Im persönlichen Gespräch tritt Gudenus kultiviert auf. Er legt Wert auf guten Umgangston und Höflichkeit. „Ich bin eine bürgerliche Alternative“, hat er gemeint, als er 2010 FPÖ-Klubchef wurde. Bei der johlenden Menge auf dem Viktor-Adler-Markt fühlt sich Gudenus sichtlich nicht so wohl wie sein Chef – er bevorzuge den gepflegten kleineren Kreis, ist zu hören.


Nicht so beherrscht wie Strache. Trotzdem passieren Gudenus immer wieder Ausrutscher, die sein bürgerliches Image konterkarieren. „Jetzt heißt es Knüppel aus dem Sack für Asylbetrüger, illegale Ausländer, Islamisten und linke Schreier.“ Ex-FPÖ-Justizminister Dieter Böhmdorfer empörte sich: „Mir ist das so was von zuwider.“ Bei Gudenus-Reden fielen schon Worte wie Türkenbelagerung, Umvolkung etc. Als junger Politiker wollte er eine Kondomsteuer einführen, damit sich die Österreicher stärker vermehren. Über frühere Aussagen meinte der Wiener gern: Es sei das Recht der Jugend, überspitzt zu formulieren. Trotzdem entkamen Gudenus auch später Aussagen, die seinem deutlich anpassungsfähigeren Mentor nicht (mehr) entrutscht sind – will Strache für seine Partei doch mehr Breite, um salonfähig zu sein und den Sprung in die Bundesregierung zu schaffen. Nicht zuletzt die Rekrutierung der bürgerlichen Ikone Ursula Stenzel, die von ihrer ÖVP im prestigeträchtigen ersten Bezirk abgesägt worden ist, zeugt davon. Diese könnte von Strache sogar ins Rennen um das Amt des Bundespräsidenten geschickt werden, wird kolportiert.
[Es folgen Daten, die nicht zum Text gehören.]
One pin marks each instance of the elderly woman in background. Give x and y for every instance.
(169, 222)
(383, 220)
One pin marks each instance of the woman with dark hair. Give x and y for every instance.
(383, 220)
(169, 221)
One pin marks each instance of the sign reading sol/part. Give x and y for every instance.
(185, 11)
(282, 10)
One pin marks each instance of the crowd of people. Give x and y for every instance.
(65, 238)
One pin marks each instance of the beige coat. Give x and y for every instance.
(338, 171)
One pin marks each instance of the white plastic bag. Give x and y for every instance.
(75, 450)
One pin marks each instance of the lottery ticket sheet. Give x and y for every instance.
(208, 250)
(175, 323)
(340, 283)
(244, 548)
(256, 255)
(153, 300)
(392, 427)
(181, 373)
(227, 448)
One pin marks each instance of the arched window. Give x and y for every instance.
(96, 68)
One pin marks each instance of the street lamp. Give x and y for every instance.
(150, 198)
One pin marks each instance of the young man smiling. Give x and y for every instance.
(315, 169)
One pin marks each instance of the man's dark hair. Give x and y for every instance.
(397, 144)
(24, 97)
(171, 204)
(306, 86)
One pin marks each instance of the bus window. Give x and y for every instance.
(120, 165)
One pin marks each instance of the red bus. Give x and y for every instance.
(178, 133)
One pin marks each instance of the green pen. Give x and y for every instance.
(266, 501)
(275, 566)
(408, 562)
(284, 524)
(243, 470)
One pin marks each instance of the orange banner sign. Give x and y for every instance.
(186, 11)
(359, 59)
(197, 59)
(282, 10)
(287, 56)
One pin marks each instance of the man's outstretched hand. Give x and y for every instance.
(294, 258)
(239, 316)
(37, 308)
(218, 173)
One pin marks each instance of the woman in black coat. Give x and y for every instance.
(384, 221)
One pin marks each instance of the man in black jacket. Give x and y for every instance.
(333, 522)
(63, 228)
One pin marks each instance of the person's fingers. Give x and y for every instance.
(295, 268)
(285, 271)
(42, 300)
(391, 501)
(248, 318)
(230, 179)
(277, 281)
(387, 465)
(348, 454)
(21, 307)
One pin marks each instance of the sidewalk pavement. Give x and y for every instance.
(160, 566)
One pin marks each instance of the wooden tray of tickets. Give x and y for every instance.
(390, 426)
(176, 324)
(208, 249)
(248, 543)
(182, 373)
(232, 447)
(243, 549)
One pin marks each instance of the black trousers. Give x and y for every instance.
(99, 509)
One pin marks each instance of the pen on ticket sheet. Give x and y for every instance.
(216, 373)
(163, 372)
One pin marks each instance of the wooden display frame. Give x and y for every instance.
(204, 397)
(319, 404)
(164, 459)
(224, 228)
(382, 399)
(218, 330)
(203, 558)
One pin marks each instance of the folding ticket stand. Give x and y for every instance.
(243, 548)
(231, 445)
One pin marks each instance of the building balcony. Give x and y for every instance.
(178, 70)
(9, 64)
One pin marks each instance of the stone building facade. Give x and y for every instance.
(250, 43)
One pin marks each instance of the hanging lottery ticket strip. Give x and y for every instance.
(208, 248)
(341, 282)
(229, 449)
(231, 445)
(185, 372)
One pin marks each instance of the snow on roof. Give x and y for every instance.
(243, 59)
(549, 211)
Nebenbei: Kommunalpolitik interessiert Gudenus dem Vernehmen nach nicht brennend, sein Interesse gilt der Außenpolitik. Nach der Ausbildung im Theresianum folgten die Diplomatische Akademie und ein Studium an der Moskauer Lomonossow-Universität. Er spricht fließend Russisch und gründete mit einem russischen Partner ein Unternehmen. Trotzdem agiert er außenpolitisch, um es vorsichtig zu formulieren, oft sehr kurios. Er reiste auf eigene Faust als selbst ernannter Wahlbeobachter zu dem Referendum auf der von Russland annektierten Krim und stellte der Abstimmung (fast 96Prozent stimmten für Russland) einen demokratiepolitischen Persilschein aus. 2012 besuchte er den diktatorischen tschetschenischen Machthaber Ramsan Kadyrow, dem Folter und Mord vorgeworfen werden. Bei einer Tagung in Russland wetterte er gegen Europa, „das im Griff der Homosexuellenlobby“ sei.

Gudenus führt die Wiener Partei wie einen Familienbetrieb. Es ist ein eingeschworener Kreis, der in Kindheitstagen durch das Elternhaus zusammengeführt wurde. Söhne und Töchter altgedienter FP-Politiker, die „einen langen Weg gemeinsam gegangen sind“, heißt es in der Partei. Und die nach einem Wahlerfolg am 11.Oktober gemeinsam aufsteigen werden.